俺はそれを見てアリシアの頭を撫でながらアリシアの服に付いた汚れをパンパンとはたく。
「…転送魔法?違うな。でも、プレシアだけが転送されたってわけじゃないよな?」
なんだろう?この風景どこかで見たような?
…あ。
確か、『リリカルなのは』の世界観ではあの激しい砲撃の打ち合いを一般人の目が届かないようにはる結界があったけど…。それに似たような物なのかな?
プレシアはリンカーコアを壊されたから反応しなかった。
俺は多少なりにもあるらしい。アリシアにはリンカーコアは無いもののスフィアがある。
「なんだ?またジュエルシードか?」
とりあえず周りにいた人間もいなくなっているようだから念のためガンレオンを展開。一緒にアリシアともユニゾンしておく。
(なになに〜。特訓はもう終わりって言ってたじゃーん)
ガンレオンの中でアリシアと会話をする。何故か、ユニゾンすると頭に直接響くんだよね、このロリボイス。外にいるプレシアには聞こえていないけど…。
(アリシア。なんだかよくわからんが物陰に隠れて様子を見るぞ)
(よくわからないけど分かった)
俺は近くにあったファミレスに入る。
ファミレスの中にロボットが入店なされましたー。ご注文はオイルですか?
なんて馬鹿なことを考えながら店の中から外の様子を覗うとチカチカとお空で青い光が二つ。赤い光が一つ光っていた。
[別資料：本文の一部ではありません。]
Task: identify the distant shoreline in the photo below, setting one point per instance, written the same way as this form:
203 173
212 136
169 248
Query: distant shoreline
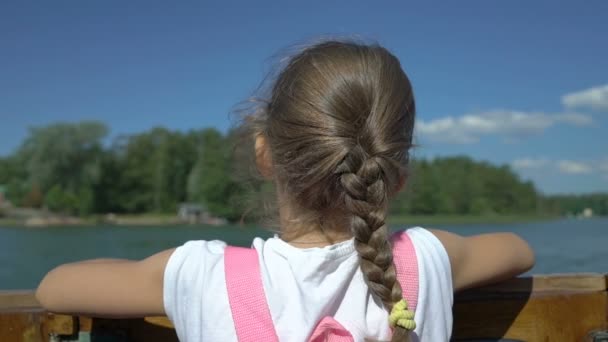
171 220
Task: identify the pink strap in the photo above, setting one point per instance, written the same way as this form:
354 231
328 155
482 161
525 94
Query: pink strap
406 263
249 306
246 296
330 330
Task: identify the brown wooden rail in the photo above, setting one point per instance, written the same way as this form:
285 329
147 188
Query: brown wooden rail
541 308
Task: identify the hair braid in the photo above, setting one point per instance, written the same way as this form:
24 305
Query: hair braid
365 198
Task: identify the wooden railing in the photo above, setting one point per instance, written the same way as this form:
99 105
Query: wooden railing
541 308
しかも、物凄いスピードでその三つの光りは空の上を動きまくっている。
(アリシア、見ろ!UFOだ、UFO!)
(え?UFOて、何?)
(宇宙のロマンだ!)
(…男爵?)
(それはバロン!)
栗ではなく男爵と来たか…。アリシアの成長が楽しみである。なんて、考えていたら二つの青い光が俺達のいるファミレスに落ちてきた。
ズドオオオオンッ。
その青い光は魔導師と呼ばれる人だった。…残念。
て、魔導師はやばいよ!プレシアは死んだことになっているとはいえ犯罪者だ。俺やアリシアを経由してばれたら一大事。しかもこの統一感のある制服は時空管理局の物じゃないか!?
慌てて、その場を離れようとしたら青い光を折ってきた赤い光も降ってきた。
「…ちっ。雑魚い魔力の分際で手間かけさせんなよな」
『蒐集』
赤い光は赤いロリータファッションをした女の子になった。…残念。
て、この子なに!?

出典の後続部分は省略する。